In a marked departure from his customary practice, Fauré gave each of the six movements a descriptive, sometimes whimsical, title. Ordinarily he disliked fanciful titles for musical pieces, and maintained that he would not use even such generic titles as "barcarolle" unless his publishers insisted upon them. His son Philippe recalled, "he would far rather have given his Nocturnes, Impromptus, and even his Barcarolles the simple title Piano Piece no. so-and-so".

=== 1. Berceuse ===
Allegretto moderato. The Berceuse, marking Dolly's first birthday, was a very early piece, composed in 1864 for Suzanne Garnier, the daughter of a family friend. In 1893 Fauré made some small amendments and changed its title from "La Chanson dans le jardin" to "Berceuse" – that is, a cradle song (lullaby).

=== 2. Mi-a-ou ===
Allegro vivo. "Mi-a-ou" was written for Dolly's second birthday in June 1894. The title does not refer to a pet cat, as has often been supposed, but to Dolly's attempts to pronounce the name of her elder brother Raoul, who later became one of Fauré's favourite pupils. The young Dolly called her brother Messieu Aoul, which Fauré took as the original title for the piece. In his finished manuscript the title is shortened to "Miaou" (without hyphens). The Fauré scholar Robert Orledge writes that the title "Mi-a-ou", like that of the "Kitty-valse" later in the suite, is the responsibility of Fauré's publisher, Julien Hamelle.

=== 3. Le jardin de Dolly ===
Andantino. The third section of the suite, "Le jardin de Dolly", was composed as a present for New Year's Day 1895. It contains a quotation from Fauré's First Violin Sonata, composed 20 years earlier. The Fauré scholar Jean-Michel Nectoux considers this "perhaps the jewel of the suite, with its lovely tune, moving harmonies and limpid, subtle counterpoint."

=== 4. Kitty-valse ===
Tempo di valse. The fourth piece is no more feline in its reference than "Mi-a-ou". The Bardacs' pet dog was called Ketty, and in Fauré's manuscript the piece is called "Ketty-Valse". Nectoux calls this piece "a kind of whirling portrait" of the animal.

=== 5. Tendresse ===
Andante. "Tendresse", written in 1896, was originally dedicated to Adela Maddison, wife of a music publisher. Like "Le Jardin de Dolly", this piece is lyrical, but is in a more modern style, making use of chromaticism of the kind Fauré later deployed in his Nocturnes.

=== 6. Le pas espagnol ===
Allegro.

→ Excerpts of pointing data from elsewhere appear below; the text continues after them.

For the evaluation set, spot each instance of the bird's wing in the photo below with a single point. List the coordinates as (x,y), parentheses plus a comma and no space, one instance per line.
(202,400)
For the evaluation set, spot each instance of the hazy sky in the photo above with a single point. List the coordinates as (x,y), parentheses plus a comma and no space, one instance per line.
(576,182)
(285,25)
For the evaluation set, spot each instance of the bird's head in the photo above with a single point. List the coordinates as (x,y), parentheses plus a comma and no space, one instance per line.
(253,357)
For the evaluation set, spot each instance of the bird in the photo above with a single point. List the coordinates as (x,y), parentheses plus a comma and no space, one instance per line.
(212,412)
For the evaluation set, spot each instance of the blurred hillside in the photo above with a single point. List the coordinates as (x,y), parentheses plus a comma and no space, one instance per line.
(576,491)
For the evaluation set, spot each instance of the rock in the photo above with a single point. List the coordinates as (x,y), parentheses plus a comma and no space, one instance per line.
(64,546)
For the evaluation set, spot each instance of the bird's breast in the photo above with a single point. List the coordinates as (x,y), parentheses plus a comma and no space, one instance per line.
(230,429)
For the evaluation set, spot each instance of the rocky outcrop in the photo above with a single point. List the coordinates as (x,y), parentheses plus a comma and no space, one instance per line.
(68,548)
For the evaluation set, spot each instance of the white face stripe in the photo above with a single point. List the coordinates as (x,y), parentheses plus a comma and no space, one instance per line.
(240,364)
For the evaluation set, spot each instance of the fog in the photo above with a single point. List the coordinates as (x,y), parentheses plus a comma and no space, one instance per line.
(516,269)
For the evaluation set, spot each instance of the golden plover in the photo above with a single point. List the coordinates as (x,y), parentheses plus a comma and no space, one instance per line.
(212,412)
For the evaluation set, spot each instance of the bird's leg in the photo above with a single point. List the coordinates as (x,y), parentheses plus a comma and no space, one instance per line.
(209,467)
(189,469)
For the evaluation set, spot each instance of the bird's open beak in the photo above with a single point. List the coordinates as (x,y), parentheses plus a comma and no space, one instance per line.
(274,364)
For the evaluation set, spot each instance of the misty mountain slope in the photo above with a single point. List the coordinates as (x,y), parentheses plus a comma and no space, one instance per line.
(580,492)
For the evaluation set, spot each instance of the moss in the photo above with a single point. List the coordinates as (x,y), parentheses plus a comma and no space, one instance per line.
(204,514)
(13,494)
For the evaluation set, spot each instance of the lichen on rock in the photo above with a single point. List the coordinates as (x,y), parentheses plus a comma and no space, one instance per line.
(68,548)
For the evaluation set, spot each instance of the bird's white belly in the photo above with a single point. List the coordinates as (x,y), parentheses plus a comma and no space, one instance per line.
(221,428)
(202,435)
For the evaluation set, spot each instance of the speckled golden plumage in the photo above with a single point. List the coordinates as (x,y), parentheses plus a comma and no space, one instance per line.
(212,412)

The suite ends with a Spanish dance, a lively and picturesque piece of scene-painting, in the style of España by Fauré's friend Emmanuel Chabrier.

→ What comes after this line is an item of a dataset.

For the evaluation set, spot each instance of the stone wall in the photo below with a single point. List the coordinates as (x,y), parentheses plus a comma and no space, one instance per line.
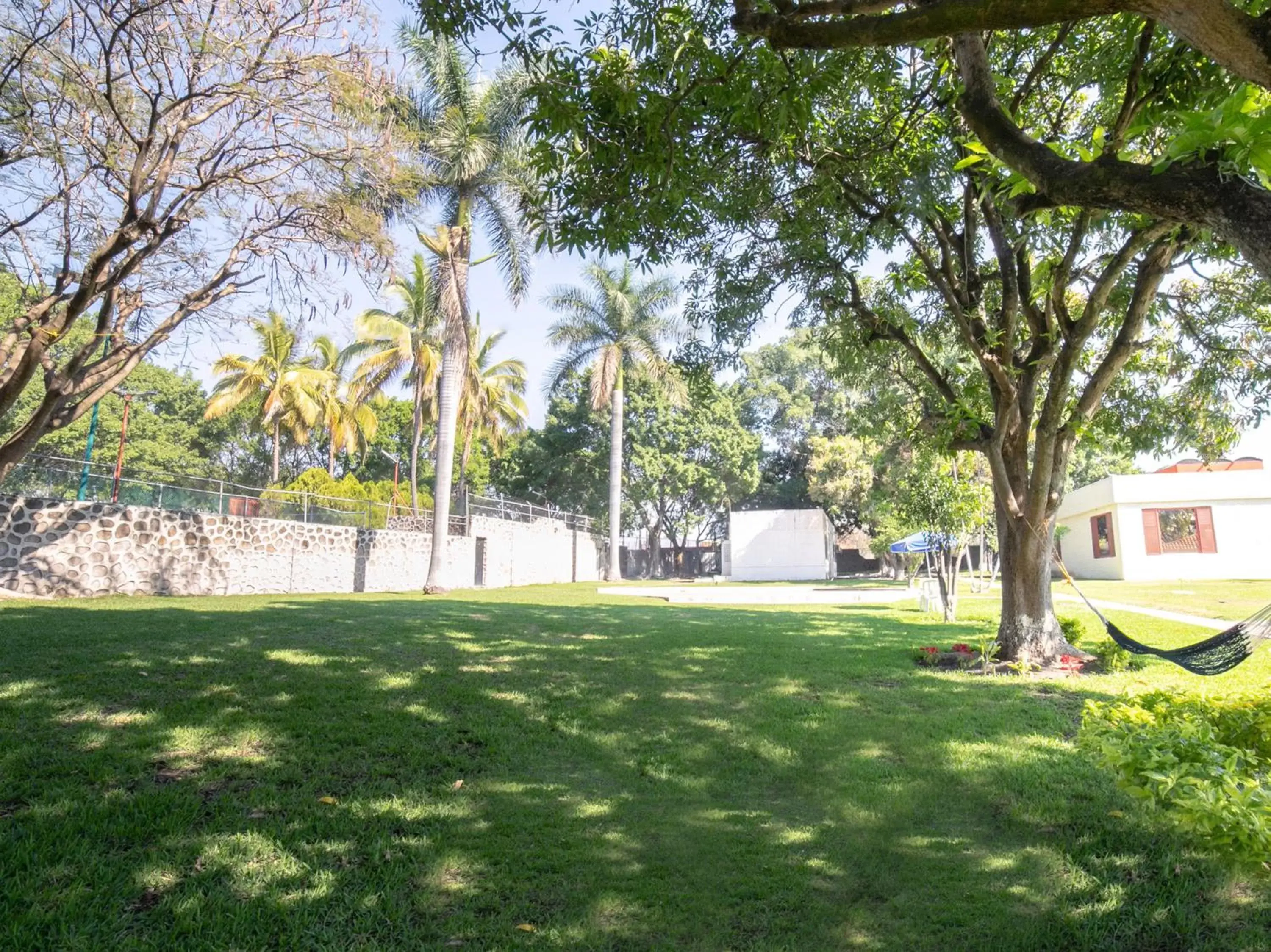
(79,548)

==Premiere and later versions==

Fauré and Mlle Lombard in 1913

The first public performance of the suite was given by Alfred Cortot and Édouard Risler in 1898. Fauré himself enjoyed taking part in performances of the work, not only in public but en famille with the young children of his friends. The photograph opposite shows the composer playing the secondo part to the primo of the young Mlle Lombard, daughter of his host and hostess at Trevano, Lake Lugano, in 1913.

Cortot arranged the work for solo piano in 1899, and in 1906 Henri Rabaud orchestrated the work for full symphony orchestra. This version received its first public performance conducted by Léon Jehin in Monte Carlo in December, 1906, and was later used to accompany "an ingenious ballet" with a story by Louis Laloy at the Théâtre des Arts in Paris.

The Berceuse was the closing theme for the long-running BBC Light Programme (and later Home Service) radio programme for small children Listen with Mother (1950–1982). It is performed in the film Bicentennial Man by Andrew and Little Miss. Although it was written as a piano duet, there have been numerous arrangements of the Berceuse for other instruments and ensembles. Examples include versions for piano and glockenspiel by Evelyn Glennie and for two guitars recorded by Julian Bream and John Williams.

==Recordings==
Recordings of the suite in its original form for piano duet include those by Geneviève Joy and Jacqueline Bonneau (1955),
Robert and Gaby Casadesus (1962),
Kathryn Stott and Martin Roscoe (1995),
Pierre-Alain Volondat and Patrick Hooge (2000), as well as
Pascal and Ami Rogé.

Among recordings of the orchestral version are those by the Orchestre national de l'ORTF conducted by Sir Thomas Beecham (1959), the Boston Symphony Orchestra conducted by Seiji Ozawa (1988), and the BBC Philharmonic conducted by Yan Pascal Tortelier (1995).